Object Types/Formats
  SUPERBLOCK
    Either stored separately from log segments at a well-known location,
    or have log-segments named in a well-known fashion and place
    superblock at a known location in the log segments.

    Contains pointers to inode maps, and perhaps to old superblocks too
    if we don't want to rewrite all this information each time.

  INODE MAP BLOCK
    Lists the current location of each inode in the logs, for some range
    of the inode number space.

  INODE
    Contains file metadata and pointers to data blocks.  The metadata
    can be encrypted, but cleaner process needs read/write access to the
    data pointers.

    In addition to the plaintext pointers there should be a way to
    validate that the pointed-to data is correct.  This could either be
    a hash of the data block pointed to, or an ID stored with the data
    block (where the ID does not change even if the data block is
    relocated to another log segment).

  DATA BLOCK
    Encrypted file data, but includes a back reference the inode using
    this block as plaintext.  (The back reference is simply the inode
    number, and possibly, though it is not needed, the offset within the
    file.)

Determining live data:
    Checking whether an inode is live can be done by comparing against
    the current inode map.

    To check whether data is live, each data block lists the inode it
    belongs to.  The data is live if the most current version of the
    inode still points to this block.  These back references are also
    used when data is relocated during cleaning.  This does mean,
    however, that each block can only be used in one location (no
    de-duplication support), unless we add some other mechanism for
    tracking back-references (there is one bit of related work that
    might apply, but it's not worth implementing now).

On-line Cleaning
    Online cleaning is a specialized case of handling concurrent writers
    to the same filesystem, with a few twists.

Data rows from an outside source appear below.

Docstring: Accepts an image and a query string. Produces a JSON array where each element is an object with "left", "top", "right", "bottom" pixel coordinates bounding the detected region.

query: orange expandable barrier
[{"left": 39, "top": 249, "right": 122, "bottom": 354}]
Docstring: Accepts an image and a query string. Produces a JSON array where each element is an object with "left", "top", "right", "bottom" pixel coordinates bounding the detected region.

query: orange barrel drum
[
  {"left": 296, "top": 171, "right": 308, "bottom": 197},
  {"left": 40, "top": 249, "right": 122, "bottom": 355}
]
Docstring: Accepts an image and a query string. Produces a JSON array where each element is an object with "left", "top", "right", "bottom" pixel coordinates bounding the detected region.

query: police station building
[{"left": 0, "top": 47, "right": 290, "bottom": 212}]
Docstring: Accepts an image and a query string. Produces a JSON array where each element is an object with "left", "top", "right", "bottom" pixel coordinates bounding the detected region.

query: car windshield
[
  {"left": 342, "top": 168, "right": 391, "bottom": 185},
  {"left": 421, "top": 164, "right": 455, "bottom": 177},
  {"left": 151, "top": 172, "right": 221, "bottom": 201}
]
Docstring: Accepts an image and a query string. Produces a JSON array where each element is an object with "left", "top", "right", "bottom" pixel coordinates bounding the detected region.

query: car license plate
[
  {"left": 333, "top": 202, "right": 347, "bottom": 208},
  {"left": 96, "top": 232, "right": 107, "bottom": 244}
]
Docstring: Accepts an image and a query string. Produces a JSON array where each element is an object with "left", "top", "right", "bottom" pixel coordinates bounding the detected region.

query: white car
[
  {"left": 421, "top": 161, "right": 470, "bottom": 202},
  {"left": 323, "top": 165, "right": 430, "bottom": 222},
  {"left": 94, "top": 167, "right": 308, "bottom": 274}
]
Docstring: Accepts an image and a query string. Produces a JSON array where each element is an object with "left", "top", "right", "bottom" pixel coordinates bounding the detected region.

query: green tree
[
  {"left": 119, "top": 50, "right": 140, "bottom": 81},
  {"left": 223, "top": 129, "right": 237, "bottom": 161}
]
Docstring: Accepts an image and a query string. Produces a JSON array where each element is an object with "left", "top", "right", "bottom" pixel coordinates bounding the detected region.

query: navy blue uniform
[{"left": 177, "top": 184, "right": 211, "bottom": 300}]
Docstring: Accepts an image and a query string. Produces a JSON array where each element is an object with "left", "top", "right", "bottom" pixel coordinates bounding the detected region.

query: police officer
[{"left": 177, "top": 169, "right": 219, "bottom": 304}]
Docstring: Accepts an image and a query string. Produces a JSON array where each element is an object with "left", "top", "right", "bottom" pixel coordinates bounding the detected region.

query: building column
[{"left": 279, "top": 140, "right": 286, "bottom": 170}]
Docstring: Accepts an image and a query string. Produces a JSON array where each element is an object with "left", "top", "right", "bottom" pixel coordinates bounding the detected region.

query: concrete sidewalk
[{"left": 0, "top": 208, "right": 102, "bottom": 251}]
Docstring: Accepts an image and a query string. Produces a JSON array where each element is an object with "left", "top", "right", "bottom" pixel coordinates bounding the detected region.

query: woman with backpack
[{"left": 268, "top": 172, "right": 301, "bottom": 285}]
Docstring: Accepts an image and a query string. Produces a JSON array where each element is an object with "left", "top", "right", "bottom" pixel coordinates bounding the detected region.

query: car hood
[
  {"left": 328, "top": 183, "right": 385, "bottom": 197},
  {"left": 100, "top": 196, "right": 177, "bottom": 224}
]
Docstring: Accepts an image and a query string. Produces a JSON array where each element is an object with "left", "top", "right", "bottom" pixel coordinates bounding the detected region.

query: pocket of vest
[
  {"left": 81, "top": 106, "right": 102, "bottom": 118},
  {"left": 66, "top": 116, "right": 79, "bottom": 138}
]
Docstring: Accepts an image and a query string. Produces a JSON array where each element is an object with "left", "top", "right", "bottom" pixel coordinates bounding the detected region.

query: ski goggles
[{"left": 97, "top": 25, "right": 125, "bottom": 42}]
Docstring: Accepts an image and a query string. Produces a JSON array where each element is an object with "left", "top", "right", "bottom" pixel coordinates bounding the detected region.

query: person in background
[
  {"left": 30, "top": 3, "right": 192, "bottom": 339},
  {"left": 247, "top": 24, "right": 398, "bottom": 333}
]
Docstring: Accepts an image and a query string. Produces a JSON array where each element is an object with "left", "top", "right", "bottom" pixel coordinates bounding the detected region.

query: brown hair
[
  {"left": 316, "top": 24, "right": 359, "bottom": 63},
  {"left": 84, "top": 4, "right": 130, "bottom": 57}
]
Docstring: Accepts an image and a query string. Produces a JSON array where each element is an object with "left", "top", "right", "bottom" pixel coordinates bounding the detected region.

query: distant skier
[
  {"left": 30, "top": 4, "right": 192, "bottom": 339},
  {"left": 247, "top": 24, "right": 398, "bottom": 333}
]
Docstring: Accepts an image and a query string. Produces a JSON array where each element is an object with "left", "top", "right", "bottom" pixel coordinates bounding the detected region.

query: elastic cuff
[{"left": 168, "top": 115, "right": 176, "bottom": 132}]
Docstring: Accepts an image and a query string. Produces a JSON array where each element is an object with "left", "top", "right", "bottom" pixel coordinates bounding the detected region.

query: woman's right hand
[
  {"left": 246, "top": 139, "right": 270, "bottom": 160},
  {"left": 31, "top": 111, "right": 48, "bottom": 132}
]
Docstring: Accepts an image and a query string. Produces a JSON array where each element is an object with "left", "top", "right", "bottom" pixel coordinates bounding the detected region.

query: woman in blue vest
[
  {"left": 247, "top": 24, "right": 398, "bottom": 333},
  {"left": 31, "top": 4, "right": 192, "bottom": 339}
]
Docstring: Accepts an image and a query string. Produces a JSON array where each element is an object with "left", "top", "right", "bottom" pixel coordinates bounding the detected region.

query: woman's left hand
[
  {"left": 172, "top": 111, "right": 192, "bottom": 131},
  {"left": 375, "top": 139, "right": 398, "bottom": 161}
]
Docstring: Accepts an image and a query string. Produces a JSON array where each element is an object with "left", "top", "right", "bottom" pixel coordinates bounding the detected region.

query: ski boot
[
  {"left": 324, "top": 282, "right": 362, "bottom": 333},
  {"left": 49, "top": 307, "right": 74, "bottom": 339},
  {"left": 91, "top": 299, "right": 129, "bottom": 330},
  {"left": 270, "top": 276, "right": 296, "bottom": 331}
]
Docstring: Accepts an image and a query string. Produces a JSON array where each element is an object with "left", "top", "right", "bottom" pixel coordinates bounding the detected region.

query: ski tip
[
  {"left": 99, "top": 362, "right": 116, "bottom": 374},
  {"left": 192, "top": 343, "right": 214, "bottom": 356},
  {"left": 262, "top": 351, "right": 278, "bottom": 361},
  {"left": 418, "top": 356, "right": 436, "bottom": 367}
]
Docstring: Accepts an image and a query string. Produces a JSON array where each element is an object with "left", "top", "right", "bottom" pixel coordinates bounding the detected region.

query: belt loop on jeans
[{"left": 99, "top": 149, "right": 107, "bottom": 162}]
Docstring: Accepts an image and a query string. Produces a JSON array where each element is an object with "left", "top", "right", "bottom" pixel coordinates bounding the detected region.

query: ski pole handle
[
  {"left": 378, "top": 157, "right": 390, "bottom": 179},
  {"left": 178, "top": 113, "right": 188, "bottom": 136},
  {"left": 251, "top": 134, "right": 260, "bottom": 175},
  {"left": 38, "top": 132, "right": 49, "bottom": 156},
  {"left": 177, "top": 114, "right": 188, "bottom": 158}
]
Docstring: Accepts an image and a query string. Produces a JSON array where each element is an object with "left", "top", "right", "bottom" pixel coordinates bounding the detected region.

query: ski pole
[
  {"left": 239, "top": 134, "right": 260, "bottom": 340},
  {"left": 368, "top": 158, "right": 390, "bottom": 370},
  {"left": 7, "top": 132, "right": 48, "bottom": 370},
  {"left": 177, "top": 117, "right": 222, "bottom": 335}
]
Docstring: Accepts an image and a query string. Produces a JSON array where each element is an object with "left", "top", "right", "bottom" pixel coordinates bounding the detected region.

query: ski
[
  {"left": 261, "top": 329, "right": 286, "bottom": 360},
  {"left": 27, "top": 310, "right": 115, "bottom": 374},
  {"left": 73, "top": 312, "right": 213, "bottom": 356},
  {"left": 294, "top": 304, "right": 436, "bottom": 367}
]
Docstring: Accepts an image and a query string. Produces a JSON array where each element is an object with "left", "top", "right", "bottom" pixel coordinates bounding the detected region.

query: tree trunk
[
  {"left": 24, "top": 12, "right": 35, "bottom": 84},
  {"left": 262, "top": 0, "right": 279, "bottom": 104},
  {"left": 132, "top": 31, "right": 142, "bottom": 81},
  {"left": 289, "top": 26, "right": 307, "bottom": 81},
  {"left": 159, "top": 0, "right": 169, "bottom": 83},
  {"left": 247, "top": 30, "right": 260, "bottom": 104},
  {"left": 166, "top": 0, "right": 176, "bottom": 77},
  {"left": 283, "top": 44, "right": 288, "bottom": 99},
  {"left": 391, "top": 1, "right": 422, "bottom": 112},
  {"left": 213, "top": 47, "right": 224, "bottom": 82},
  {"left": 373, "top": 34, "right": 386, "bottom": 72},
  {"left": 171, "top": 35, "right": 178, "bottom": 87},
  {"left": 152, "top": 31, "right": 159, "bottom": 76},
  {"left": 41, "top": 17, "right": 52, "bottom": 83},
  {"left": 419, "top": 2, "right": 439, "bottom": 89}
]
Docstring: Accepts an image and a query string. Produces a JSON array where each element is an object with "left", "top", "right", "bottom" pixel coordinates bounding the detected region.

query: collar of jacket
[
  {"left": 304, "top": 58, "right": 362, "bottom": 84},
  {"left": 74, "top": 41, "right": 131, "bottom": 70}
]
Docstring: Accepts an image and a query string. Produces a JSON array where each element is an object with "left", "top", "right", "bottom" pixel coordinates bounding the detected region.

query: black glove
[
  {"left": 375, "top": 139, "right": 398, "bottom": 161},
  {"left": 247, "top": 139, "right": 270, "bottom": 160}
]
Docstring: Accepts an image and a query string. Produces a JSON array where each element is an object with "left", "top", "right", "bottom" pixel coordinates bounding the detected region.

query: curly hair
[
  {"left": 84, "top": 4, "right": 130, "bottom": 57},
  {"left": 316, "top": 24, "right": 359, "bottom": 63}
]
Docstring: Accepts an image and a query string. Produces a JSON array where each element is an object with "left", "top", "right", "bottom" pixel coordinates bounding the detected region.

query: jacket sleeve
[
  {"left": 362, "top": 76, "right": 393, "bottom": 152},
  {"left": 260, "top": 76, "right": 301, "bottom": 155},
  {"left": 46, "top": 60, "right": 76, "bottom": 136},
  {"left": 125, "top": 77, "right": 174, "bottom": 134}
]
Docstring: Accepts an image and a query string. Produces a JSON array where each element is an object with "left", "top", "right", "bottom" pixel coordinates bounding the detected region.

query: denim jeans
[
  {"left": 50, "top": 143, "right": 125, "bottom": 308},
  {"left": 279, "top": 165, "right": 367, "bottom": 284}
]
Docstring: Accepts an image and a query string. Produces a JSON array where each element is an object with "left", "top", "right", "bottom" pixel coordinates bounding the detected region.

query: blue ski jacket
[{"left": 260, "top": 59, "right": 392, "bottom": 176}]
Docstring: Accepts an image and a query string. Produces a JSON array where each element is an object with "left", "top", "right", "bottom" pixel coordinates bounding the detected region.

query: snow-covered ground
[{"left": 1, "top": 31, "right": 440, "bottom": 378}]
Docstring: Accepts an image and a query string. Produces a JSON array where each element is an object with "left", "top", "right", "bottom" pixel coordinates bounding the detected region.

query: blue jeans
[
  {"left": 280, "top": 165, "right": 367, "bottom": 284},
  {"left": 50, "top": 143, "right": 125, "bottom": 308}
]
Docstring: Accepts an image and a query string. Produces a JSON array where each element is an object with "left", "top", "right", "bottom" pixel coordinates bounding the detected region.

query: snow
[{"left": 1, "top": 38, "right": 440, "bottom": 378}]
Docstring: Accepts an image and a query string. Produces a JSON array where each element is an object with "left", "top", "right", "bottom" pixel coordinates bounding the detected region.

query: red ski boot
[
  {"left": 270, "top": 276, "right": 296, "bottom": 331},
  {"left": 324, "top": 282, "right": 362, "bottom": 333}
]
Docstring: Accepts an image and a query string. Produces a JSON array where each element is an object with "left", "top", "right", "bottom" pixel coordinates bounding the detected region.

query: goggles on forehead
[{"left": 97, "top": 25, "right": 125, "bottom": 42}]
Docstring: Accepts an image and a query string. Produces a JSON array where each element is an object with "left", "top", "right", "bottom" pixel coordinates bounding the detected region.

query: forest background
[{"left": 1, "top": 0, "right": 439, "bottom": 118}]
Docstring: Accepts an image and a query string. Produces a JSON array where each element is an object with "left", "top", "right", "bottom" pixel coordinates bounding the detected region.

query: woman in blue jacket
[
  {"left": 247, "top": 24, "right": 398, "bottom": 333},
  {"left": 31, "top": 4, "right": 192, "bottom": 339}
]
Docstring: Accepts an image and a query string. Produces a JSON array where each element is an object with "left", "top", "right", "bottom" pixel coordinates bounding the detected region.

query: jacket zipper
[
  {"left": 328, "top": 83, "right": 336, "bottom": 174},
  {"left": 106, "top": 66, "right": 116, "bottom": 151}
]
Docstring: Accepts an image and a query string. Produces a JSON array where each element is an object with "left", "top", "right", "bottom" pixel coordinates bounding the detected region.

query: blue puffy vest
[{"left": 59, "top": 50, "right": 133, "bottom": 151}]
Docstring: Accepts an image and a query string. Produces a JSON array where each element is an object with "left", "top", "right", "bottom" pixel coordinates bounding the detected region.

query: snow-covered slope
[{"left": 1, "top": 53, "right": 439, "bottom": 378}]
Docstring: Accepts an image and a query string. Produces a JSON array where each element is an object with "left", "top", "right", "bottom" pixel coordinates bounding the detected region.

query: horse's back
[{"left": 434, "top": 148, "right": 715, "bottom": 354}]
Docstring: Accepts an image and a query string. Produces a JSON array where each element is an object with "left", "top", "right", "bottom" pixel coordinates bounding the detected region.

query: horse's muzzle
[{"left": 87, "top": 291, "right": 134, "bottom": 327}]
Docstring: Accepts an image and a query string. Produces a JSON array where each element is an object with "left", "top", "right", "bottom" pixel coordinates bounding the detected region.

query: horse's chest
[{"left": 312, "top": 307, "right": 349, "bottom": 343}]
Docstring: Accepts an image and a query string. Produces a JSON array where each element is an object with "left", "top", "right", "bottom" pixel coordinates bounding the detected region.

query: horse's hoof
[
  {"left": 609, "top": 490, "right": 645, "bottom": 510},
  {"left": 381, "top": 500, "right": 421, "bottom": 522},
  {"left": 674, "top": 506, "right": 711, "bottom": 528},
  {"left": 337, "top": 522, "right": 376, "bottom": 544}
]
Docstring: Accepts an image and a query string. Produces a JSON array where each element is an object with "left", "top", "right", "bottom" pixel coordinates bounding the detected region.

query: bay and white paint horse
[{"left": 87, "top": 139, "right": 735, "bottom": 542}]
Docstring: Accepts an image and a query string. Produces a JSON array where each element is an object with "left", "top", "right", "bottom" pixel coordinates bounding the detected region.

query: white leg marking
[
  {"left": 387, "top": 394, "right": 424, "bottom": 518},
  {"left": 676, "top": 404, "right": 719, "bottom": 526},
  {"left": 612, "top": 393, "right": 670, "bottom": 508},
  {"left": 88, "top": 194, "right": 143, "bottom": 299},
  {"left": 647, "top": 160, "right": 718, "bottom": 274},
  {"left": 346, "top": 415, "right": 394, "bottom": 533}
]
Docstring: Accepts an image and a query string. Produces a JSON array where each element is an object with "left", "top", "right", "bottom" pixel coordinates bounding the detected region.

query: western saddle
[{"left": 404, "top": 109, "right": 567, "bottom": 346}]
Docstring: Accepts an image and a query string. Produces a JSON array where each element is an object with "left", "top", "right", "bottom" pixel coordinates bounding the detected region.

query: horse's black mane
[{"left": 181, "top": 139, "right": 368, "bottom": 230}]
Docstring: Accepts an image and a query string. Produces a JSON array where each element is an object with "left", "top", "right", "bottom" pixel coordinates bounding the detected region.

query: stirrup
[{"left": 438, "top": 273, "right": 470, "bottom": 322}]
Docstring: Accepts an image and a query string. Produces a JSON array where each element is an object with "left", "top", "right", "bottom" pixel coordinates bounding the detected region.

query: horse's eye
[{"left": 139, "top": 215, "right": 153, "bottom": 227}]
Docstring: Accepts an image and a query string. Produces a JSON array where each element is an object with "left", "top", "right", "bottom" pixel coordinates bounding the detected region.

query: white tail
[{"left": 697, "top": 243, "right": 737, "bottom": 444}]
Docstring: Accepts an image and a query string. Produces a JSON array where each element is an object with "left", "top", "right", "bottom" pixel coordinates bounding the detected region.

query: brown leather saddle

    The cleaning process should be able to run in EC2 without the
    filesystem encryption key, so pointers between objects must not be
    encrypted.

    The proxy editing the filesystem and the cleaner may run in
    parallel, each writing to a separate log head.  One process or the
    other must then merge any divergent changes together.  This should
    be easy to do in this one specific case, though, since on the proxy
    is actually changing data and the cleaner is only rearranging
    objects in the logs (and updating pointers)--thus there shouldn't be
    conflicts that can't be automatically handled.